Sources also said that the upcoming initial public offering (IPO) of Life Insurance Corporation will go ahead as planned, adding the government has time till March First week to take any decision on it. “Don’t see an impact on LIC IPO plan for now,” sources say.

Government sources also assert India is prepared to deal with any situation arising out of global developments, and they don’t expect the impact of the crisis to be severe on the Indian economy.

Reacting on whether the invasion of Ukraine by Russia could have repercussions and drive up uncertainty, sources tell the geopolitical tensions potentially push up interest rates and also inflation but these could still be manageable.

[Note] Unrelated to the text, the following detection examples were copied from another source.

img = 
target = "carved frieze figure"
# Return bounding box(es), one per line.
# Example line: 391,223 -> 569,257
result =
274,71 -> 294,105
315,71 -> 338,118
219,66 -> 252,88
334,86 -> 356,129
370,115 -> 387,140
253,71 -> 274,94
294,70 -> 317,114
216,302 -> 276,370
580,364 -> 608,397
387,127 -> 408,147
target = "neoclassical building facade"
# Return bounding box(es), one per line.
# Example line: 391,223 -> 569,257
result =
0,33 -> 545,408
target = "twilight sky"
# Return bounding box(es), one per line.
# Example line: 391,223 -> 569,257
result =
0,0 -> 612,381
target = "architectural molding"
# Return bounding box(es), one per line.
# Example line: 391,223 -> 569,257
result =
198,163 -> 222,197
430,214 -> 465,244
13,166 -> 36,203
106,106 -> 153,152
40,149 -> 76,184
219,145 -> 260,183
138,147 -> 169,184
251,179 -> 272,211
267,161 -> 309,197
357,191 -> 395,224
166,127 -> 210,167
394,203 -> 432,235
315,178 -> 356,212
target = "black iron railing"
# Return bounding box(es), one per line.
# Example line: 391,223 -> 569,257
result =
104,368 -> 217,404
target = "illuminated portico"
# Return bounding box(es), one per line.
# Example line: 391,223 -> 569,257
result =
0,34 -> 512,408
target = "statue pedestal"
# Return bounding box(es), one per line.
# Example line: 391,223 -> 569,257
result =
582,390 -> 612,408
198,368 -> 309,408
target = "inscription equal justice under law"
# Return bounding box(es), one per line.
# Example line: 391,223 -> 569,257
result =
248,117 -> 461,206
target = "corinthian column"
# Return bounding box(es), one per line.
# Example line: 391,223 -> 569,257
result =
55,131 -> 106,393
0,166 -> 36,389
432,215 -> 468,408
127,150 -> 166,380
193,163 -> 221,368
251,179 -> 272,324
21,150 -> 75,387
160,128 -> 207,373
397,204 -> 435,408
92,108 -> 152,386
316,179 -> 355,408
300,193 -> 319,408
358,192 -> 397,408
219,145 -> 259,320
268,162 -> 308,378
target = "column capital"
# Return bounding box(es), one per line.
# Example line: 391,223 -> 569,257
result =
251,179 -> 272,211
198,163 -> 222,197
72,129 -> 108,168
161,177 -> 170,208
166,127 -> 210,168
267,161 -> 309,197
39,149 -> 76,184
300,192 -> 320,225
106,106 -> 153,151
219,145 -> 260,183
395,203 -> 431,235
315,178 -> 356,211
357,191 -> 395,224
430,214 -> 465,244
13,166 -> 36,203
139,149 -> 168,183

The government plans to sell 5 per cent of its stake in LIC for around Rs 65,000 crore in what is the largest such issue from India valuing the insurance behmoth at about Rs 13 lakh crore. LIC is likely to be listed in the local markets before the end of March 2022.

The insurance behemoth has filed a draft paper for its share sale with the market regulator. The market is expecting approval soon and public bidding will likely start by mid-March. The government, which owns the entirety of stake in the company, is keen to finish the sale by the end of this fiscal year despite unfavourable markets.

Further, foreign investors have been bearish on India for a while now. In the current calendar year, they have withdrawn about Rs 52,500 crore from equities, data available at NSDL shows.

The government is rushing to complete the IPO by the end of March to meet its 2021/22 fiscal deficit target of 6.4 per cent of gross domestic product (GDP), which is contingent on it raising around Rs 60,000 crore ($8.03 billion) from the issue.

New Delhi sharply trimmed its divestment and privatisation plans for the fiscal year that ends on March 31 to Rs 78,000 crore from Rs 1.75 lakh crore. So far it has raised just Rs 12,000 crore from divesting stakes in state-run companies as it failed to privatise, including run refiner Bharat Petroleum Corp Ltd and two banks.

Investor roadshows for the offering, which at $8 billion is set to be the third largest insurance IPO globally, started earlier this week, Reuters reported.

SBI Caps, Citigroup, Nomura, JPMorgan, Goldman Sachs, along with five other domestic and international investment banks, are bookrunning lead managers for the deal.

LIC’s upcoming offering has battered shares in other listed Indian insurers as investors trim their holdings to make room for the state-owned giant, fund managers and analysts have said.